Il riferimento è agli attentati terroristici compiutisi a Vienna (il 2 novembre) e all’immediatamente precedente assalto in cattedrale, a Nizza (il 29 ottobre), a sua volta verosimile seguito della stessa infame onda lunga iniziata con la decapitazione a Parigi di Samuel Paty, docente dalle posizioni non facili e non accomodanti avverso tutti i fondamentalismi e le teocrazie di ritorno. 



Difficile credere a una regia comune in senso stretto; diversi nomi, soggetti, modalità operative, fiancheggiatori e promotori degli attentati. Peggio, tuttavia, che ciò fotografi un clima, un indirizzo, un sentire comune tra i diversi gruppi miliziani. Ogni volta si scopre, con preoccupazione, che nell’Europa politica mai così disgregata albergano gruppi in grado di compiere da un momento all’altro azioni del genere.
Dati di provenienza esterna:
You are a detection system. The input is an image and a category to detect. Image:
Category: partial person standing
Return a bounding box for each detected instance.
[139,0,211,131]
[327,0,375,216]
È una fonte non lieve di preoccupazione. E gli Stati nazionali rispondono tutto sommato ancora tardi e ancora alla spicciolata.

L’Italia è partita in anticipo riformando le fattispecie delittuose del terrorismo internazionale, ma è una strategia che in fondo non sa risolvere il problema alla radice. Dietro alla giusta esigenza metodologica, oltre che di pubblica sicurezza, di fronteggiare con strumenti normativi più adeguati ogni insorgenza di terrorismo fondamentalista, si è arrivati a una proliferazione di condotte illecite poco chiara, non sempre facile da applicare in senso tecnico, basata sulla semplice anticipazione della soglia del “penalmente rilevante” (la panacea per tutti i mali in questo Paese). 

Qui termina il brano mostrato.